6. Developing Information Literacy Lesson Plans
Best for: ChatGPT (versatility) or Gemini.
Teaching patrons or students how to evaluate sources is a core library function. This prompt structures a session for maximum retention.
Act as an Instructional Librarian. Create a 45-minute lesson plan for [Target Audience, e.g., Undergraduate Freshmen] on the topic of "Evaluating Sources using the CRAAP Test."
Include:
1. Learning Objectives (Bloom's Taxonomy).
2. A hook or icebreaker activity.
3. Direct instruction points.
4. An active learning exercise where they evaluate a sample website.
5. Assessment method.
The Payoff: Streamlines curriculum development, ensuring instructional sessions are pedagogical, interactive, and time-bound.
7. Summarizing Archival Collections for Finding Aids
Best for: Gemini (Large context window capability) or Claude.
Processing large collections requires writing scope and content notes that are concise yet descriptive.
Act as an Archivist. I will paste a list of folder titles and a brief description of the materials contained in a specific box of the [Collection Name].
Based on this data, write a "Scope and Content" note for the finding aid. Summarize the date range, primary document types, and key subjects covered.
[Paste Folder List/Descriptions Here]
The Payoff: Accelerates the creation of finding aids, making archival collections discoverable to researchers much faster.
8. Grant Proposal Narrative Generation
Best for: Claude (Persuasive writing) or ChatGPT.
Securing funding often depends on articulating community impact effectively.
Act as a Grant Writer for a Public Library. Write the "Statement of Need" section for a grant application to fund [Project, e.g., a Mobile Digital Literacy Van].
Key Data Points to include:
- Our community has a [Percentage]% lack of broadband access.

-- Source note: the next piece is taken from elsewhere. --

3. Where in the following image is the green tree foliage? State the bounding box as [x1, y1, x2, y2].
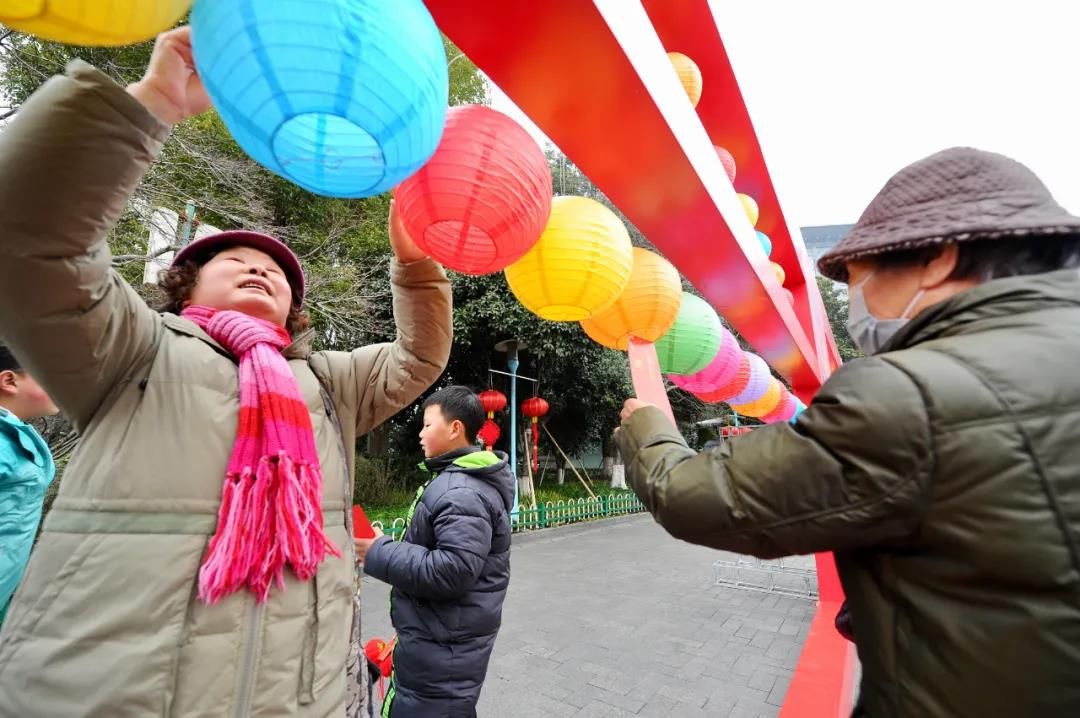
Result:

- The nearest branch is [Number] miles away for this demographic.
- The goal is to reach [Number] residents in the first year.
Focus on the digital divide and social equity.
The Payoff: Transforms raw statistics into a compelling narrative that aligns with the mission-driven language grant reviewers look for.
9. SQL Queries for ILS Reporting
Best for: DeepSeek (Coding excellence).
Extracting specific data from an Integrated Library System (ILS) often requires custom SQL queries that predefined reports cannot handle.
Act as a Systems Librarian. Write an SQL query to extract a list of items from the database table `items` where:
1. The `status` is 'Lost'.
2. The `last_checkout_date` was more than 3 years ago.
3. The `collection_code` is 'Adult Fiction'.
Include comments explaining each part of the query.
The Payoff: Empowers librarians to retrieve granular data for weeding or inventory management without relying exclusively on IT support.
10. Taxonomy & Controlled Vocabulary Development
Best for: DeepSeek or Gemini.
When organizing internal knowledge bases or digital asset management systems, a consistent taxonomy is vital.
Act as a Taxonomist. I am organizing a digital photo collection for a [Type of Organization, e.g., Local History Museum].
Propose a hierarchical taxonomy structure (up to 3 levels deep) for the category: "[Category Name, e.g., Architecture]". Ensure the terms are mutually exclusive and follow standard naming conventions.
The Payoff: Establishes a logical, scalable framework for digital assets, preventing metadata chaos as collections grow.
Pro-Tip: Contextual Chaining
To maximize the output of these prompts, use Contextual Chaining. Instead of treating each prompt as a one-off interaction, “prime” the AI with your library’s specific context first. Before asking for a policy draft or a lesson plan, upload or paste your library’s mission statement or a similar existing document and say: “Analyze this writing style and mission. Adopt this tone for the following task.” This ensures the output aligns perfectly with your institutional voice.
Mastering these prompts allows information professionals to automate the rote mechanics of the job—formatting, syntax checking, and initial drafting—liberating mental energy for high-value tasks like community engagement, complex research, and strategic preservation. Integrating these tools is not about replacing the librarian; it is about extending the reach and efficiency of the library itself.